Jim,
The gear leg fairing alignment was a challenge for me. I had another post on this sometime in the recent past, but here is another explanation of my experience:
1) I originally "aligned" my fairings by just lining them up with Bob Snedaker's upper gear leg fairings. I supplemented using the Mark-1 Eyeball method, and they looked straight. However, my RV-6 came out with a very significant yaw when flying with the fairings on - so back to the drawing board.
2) I re-fit the fairings using the Van's string method, which was very confusing to me as well, at first. George's drawing should hopefully clear it up somewhat. That got me closer, but unfortunately did not take out all of the yaw. I still had nearly a full ball-width out of trim at cruise speeds. Back to the drawing board.

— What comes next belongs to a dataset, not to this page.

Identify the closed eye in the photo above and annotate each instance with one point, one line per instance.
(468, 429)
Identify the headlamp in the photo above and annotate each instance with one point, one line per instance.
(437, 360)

3) Third time, I used the trial-and-error method. I had a good place to start from using the string method, so I went from there. I had taken off the lower and upper fairings, so that meant I could adjust the leg fairings in small amounts to test the impact on flying qualities. I just marked where they were on the gear leg, then adjusted from there. Clamping down the hose clamp really tight kept them very securely in place. Then I just went flying and saw how it did. I was careful to be relatively consistent with my data points - same altitude and airspeed for each run. I found that I could take out the yaw, but the adjustment created some "heavy wing" when I did it. Makes sense, of course.
4) Another method I tried was to go flying with the hose clamps on a bit loose. I would fly the airplane up to redline airspeed (180kts, RV-6) and keep it straight with appropriate rudder. The idea was to have the fairings streamline to the relative wind, and see where they came out. This worked out OK - not perfectly. They gave me another datapoint for placing the fairings.
5) In the end, I found a happy medium, close to where the fairings streamlined, but not perfectly. They work a bit as a trim tab for yaw, but they give me a little bit of rolling moment as well. I wouldn't say I'm thrilled with the outcome, but they are functional.